We also invest in housing development in alignment with our goals, such as Bartlett Station, which will have 323 units of mixed-income housing. Developer proposals for that site had to include access to employment, to green walking space, transit, and healthy, affordable food.
BMC’s new Health Equity Accelerator
This fall, we launched a new effort to make health care equitable for people of color, our Health Equity Accelerator.
We are committed to a transformation -- not an initiative or project, but a transformation in the way we work.

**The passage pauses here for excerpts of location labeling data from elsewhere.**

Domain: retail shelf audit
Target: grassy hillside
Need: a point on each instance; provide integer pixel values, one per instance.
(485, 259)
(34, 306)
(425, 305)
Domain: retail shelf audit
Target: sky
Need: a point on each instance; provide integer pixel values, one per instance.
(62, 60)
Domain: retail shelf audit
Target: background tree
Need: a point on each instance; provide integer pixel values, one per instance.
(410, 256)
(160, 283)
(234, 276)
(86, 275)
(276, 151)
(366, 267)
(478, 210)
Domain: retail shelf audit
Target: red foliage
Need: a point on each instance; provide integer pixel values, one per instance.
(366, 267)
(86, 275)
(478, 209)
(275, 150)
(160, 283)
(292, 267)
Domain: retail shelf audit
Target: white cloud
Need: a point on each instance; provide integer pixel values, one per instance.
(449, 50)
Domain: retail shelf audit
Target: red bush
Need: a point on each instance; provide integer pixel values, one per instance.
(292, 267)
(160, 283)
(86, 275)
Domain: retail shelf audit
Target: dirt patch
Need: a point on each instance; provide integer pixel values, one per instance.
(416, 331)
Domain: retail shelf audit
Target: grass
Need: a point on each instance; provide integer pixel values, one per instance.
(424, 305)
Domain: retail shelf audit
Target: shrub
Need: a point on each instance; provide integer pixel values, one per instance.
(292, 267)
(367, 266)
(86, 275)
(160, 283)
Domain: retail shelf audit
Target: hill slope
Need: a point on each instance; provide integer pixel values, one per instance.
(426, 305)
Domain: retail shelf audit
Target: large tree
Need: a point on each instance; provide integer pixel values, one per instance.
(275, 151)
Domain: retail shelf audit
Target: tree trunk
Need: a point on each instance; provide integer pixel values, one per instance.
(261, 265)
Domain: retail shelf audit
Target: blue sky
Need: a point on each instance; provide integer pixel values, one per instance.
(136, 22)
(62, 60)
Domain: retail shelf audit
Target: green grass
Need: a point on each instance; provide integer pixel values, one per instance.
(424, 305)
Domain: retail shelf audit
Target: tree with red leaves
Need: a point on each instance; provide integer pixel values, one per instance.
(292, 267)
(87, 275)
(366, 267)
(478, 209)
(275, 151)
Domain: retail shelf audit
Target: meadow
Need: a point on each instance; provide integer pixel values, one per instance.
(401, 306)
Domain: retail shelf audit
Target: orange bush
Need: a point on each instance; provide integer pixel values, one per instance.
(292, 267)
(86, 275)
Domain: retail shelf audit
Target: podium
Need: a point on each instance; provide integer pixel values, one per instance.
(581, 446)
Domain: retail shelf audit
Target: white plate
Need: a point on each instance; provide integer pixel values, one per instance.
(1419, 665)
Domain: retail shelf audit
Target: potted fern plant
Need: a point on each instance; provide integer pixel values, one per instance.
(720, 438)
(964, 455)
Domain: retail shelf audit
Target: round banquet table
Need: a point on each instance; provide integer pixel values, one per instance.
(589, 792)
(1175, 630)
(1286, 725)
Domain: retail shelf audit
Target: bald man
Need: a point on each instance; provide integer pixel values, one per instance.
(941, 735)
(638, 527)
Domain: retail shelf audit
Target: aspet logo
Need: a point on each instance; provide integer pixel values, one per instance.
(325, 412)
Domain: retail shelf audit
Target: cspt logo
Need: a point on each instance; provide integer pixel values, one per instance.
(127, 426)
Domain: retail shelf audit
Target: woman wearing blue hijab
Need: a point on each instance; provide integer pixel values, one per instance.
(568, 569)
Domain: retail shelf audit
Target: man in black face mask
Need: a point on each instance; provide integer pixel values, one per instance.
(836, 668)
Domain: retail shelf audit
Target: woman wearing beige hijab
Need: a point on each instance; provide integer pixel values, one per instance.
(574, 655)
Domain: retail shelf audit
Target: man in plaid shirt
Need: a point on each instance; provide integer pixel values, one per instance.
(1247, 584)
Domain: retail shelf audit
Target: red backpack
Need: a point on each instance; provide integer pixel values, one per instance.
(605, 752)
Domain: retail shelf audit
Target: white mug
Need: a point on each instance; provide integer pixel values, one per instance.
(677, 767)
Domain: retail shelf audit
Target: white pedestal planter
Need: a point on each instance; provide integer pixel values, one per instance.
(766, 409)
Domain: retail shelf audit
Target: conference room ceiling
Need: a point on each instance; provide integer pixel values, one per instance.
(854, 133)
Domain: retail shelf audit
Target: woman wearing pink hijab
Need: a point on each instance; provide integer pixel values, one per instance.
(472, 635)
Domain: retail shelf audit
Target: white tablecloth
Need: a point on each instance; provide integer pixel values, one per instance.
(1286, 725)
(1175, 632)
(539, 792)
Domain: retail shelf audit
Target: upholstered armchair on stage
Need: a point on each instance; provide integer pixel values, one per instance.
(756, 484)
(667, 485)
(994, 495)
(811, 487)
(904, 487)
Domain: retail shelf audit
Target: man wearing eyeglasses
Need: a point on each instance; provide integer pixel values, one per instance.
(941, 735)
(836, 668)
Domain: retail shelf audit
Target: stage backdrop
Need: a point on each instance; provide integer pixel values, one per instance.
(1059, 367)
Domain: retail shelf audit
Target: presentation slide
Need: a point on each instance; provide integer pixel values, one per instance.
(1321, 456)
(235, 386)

We are starting by examining ourselves. We reviewed data across our entire enterprise, scanning for disparities in outcomes, policies, and procedures and interrogating them for potential inequities that may have inadvertently contributed to creating those disparities. One of the first things we found was a big difference in postpartum hemorrhage between Black and white women. We dug in our data for root causes and found 75% of the Black women who had postpartum hemorrhage had preeclampsia. Delivering the baby is the definitive treatment for preeclampsia and rates of postpartum hemorrhage are correlated with delays in c-section. We found longer delays for Black patients. We are going deeper, looking at whether there are communication barriers, trust barriers with clinicians, unconscious bias, as well as other issues.
As we address inequity, I always ask: How is what we are proposing different than what we have done previously? What inequity will this address and how will it affect outcomes? That level of accountability requires discipline in our mindset.
We should be able to get to a point where data is not as predictable as it is now, where outcomes are not predictable by race, and where people are enabled to reach their full potential. The only way you do that is to have an intentionality to make meaningful change. Everybody benefits from that. Everybody.